Bunun yanı sıra yakın müzisyen dostlarımla denk geldikçe ilerletmeye çalıştığımız bambaşka tarzlarda projeler de var, ancak somut meyvesini vermeden bunları açıklamak pek de doğru olmaz bence (müzik hayatımda çok fazla yarıda kalan ve dağılıp rafa kalkan proje oldu maalesef). Ayrıca konser ve beste çalışmalarına devam ettiğimiz GodBud‘ı da sayarsak proje konusunda şu an kotamı doldurmuş vaziyetteyim diyebilirim.

Sosyal medyanın ve dijital platformların bağımsız müzisyenler üzerindeki etkisini nasıl değerlendiriyorsun? Sence süreç eskiye göre daha mı iyi, yoksa dijitalleşmenin sana göre kötü yanları var mı?

İnternet ve sosyal medyanın sunduğu imkanların müzisyenlerle dinleyiciyi daha önce mümkün olamayacak ölçüde yakınlaştırması elbette hepimizin malumu. Bu sebeple plak firmaları gün geçtikçe önemini yitiriyor. Dijitalleşme ile prodüksiyon imkanlarının pahalı stüdyo ekipmanlarından ortalama bir bilgisayara indirgenmiş olması da olanak anlamında müzik üretimini demokratikleştirmiş durumda. Bunlar işin pozitif yönü ve teknolojinin getirdiği bu imkanlar olmasa muhtemelen ben de bu projeyi kendi başıma ortaya koyamazdım.

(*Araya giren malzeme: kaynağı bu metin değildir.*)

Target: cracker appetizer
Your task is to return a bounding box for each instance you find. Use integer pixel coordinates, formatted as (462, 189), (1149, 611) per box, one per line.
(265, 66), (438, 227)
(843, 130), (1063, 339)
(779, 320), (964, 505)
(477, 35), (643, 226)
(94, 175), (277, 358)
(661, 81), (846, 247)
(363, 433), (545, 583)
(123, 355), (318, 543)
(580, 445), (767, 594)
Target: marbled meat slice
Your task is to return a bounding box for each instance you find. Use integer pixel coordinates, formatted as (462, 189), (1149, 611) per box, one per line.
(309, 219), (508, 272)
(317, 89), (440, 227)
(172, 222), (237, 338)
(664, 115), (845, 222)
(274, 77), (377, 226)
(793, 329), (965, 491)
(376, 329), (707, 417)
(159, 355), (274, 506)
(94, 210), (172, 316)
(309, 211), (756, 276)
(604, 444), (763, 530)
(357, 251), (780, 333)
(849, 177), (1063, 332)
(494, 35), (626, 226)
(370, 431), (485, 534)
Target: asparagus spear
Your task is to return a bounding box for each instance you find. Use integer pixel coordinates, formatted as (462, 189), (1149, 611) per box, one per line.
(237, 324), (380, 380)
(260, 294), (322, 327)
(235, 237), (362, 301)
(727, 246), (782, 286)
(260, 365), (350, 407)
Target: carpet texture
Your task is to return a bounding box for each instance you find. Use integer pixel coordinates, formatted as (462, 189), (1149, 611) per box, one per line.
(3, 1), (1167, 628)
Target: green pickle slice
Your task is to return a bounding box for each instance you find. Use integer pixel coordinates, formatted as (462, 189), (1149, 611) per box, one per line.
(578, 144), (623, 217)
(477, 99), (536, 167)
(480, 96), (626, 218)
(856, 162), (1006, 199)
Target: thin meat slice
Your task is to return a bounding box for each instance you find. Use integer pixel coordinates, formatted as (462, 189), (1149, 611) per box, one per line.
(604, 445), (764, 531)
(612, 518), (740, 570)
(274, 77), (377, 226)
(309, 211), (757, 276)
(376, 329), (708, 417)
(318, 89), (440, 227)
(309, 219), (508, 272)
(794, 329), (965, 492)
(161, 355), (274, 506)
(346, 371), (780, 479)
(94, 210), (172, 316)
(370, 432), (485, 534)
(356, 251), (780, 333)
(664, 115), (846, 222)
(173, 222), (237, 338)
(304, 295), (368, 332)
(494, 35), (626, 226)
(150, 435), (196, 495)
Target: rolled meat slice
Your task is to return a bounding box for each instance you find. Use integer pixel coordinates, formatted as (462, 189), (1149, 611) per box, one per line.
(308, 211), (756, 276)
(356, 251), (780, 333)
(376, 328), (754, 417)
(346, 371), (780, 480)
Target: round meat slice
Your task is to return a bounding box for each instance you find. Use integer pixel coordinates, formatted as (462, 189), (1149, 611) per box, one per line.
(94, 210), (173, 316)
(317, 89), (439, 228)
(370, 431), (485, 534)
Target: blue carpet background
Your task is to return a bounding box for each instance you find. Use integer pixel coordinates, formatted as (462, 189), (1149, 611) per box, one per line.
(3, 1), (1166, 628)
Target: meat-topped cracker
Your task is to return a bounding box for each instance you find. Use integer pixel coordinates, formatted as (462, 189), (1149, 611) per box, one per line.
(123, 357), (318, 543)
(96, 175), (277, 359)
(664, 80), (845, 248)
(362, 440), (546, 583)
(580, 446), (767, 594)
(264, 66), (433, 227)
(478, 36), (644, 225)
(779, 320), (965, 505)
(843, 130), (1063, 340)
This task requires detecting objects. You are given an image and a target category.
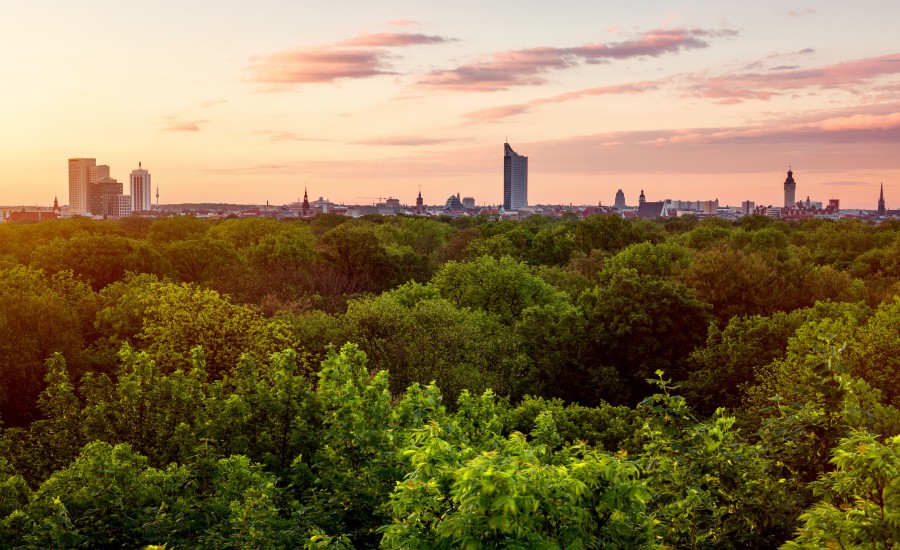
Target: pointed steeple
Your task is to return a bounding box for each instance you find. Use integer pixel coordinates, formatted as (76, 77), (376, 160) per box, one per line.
(302, 185), (310, 216)
(639, 189), (646, 205)
(52, 196), (60, 214)
(878, 182), (886, 216)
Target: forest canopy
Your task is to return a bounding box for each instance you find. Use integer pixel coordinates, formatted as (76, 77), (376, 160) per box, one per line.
(3, 213), (900, 548)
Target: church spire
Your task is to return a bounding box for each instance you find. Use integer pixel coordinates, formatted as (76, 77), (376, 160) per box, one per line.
(415, 185), (424, 214)
(878, 182), (886, 216)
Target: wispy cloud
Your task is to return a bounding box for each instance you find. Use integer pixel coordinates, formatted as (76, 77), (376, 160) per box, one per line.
(689, 53), (900, 104)
(642, 111), (900, 145)
(162, 116), (208, 132)
(463, 80), (663, 122)
(462, 104), (532, 123)
(248, 28), (453, 87)
(199, 99), (227, 109)
(787, 8), (816, 17)
(248, 48), (396, 85)
(416, 28), (736, 92)
(386, 19), (420, 28)
(337, 32), (453, 48)
(352, 135), (467, 146)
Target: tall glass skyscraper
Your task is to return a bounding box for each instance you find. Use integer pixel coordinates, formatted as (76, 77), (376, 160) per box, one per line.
(503, 142), (528, 210)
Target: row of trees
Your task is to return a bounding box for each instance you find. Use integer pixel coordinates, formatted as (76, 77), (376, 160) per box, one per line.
(3, 212), (900, 546)
(3, 213), (897, 311)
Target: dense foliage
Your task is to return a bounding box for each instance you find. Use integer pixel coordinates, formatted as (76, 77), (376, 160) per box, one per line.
(3, 213), (900, 547)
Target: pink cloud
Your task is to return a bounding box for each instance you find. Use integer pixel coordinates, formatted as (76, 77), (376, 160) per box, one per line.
(337, 32), (453, 47)
(417, 28), (736, 92)
(387, 19), (419, 27)
(248, 47), (396, 85)
(691, 53), (900, 103)
(569, 28), (733, 61)
(463, 104), (533, 123)
(248, 28), (455, 86)
(605, 110), (900, 148)
(463, 80), (663, 122)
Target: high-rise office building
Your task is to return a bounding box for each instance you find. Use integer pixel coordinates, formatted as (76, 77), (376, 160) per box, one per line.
(130, 162), (152, 212)
(91, 177), (124, 216)
(784, 168), (797, 208)
(68, 158), (97, 215)
(503, 142), (528, 211)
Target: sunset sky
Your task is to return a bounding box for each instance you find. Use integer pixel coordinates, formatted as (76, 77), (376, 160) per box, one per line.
(2, 1), (899, 209)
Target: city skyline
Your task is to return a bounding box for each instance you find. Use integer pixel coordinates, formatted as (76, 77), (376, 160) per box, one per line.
(2, 2), (899, 209)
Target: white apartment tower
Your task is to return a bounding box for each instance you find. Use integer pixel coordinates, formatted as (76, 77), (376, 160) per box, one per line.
(503, 142), (528, 211)
(68, 158), (97, 215)
(130, 162), (152, 212)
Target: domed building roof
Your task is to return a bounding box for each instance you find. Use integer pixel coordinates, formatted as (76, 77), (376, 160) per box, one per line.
(444, 194), (465, 210)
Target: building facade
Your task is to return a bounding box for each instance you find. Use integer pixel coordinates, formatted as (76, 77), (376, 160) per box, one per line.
(90, 177), (125, 217)
(614, 189), (626, 209)
(112, 194), (132, 218)
(503, 142), (528, 211)
(68, 158), (97, 215)
(130, 163), (152, 212)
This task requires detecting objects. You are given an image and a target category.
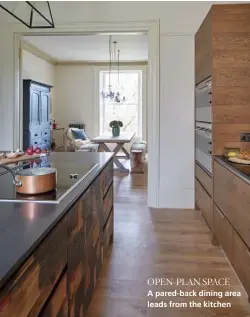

Ancak madalyonun öteki yüzünde ise yine imkanların kolaylaşmasının getirdiği bir grup/müzisyen enflasyonu var. Her gün streaming platformlarına binlerce yeni parça yükleniyor ve ne kadar yüksek kaliteli bir iş ortaya koyarsan koy, çer çöp işlerle dolu bunca gürültünün arasından sesini duyurabilmek çok zorlaşmış durumda. Ki duyurabildiğin noktada bile konser vermeden sadece telif ve merch geliri ile geçinebilmek neredeyse mümkün değil. Bu da benimki gibi tek kişilik rock/metal projelerinde haliyle sorun teşkil ediyor. Her ne kadar bu işi ticari bir kaygıyla yapmadığım apaçık olsa da, insan döktüğü emeğin karşılığını maddi ve manevi olarak gördüğünde elbette projeyi ilerletmek adına çok daha iyi motive oluyor.

Ama günün sonunda bulunduğum noktadan memnunum. Zira bu tarz kısıtlı dinleyici kitlesi olan müzikleri yaparken fazlaca bir beklentiye girmenin de alemi yok diye düşünüyorum. Ancak bu sayede istediğim şeyi istediğim şekilde ortaya koymayı sürdürebilirim. Röportaj için teşekkürler.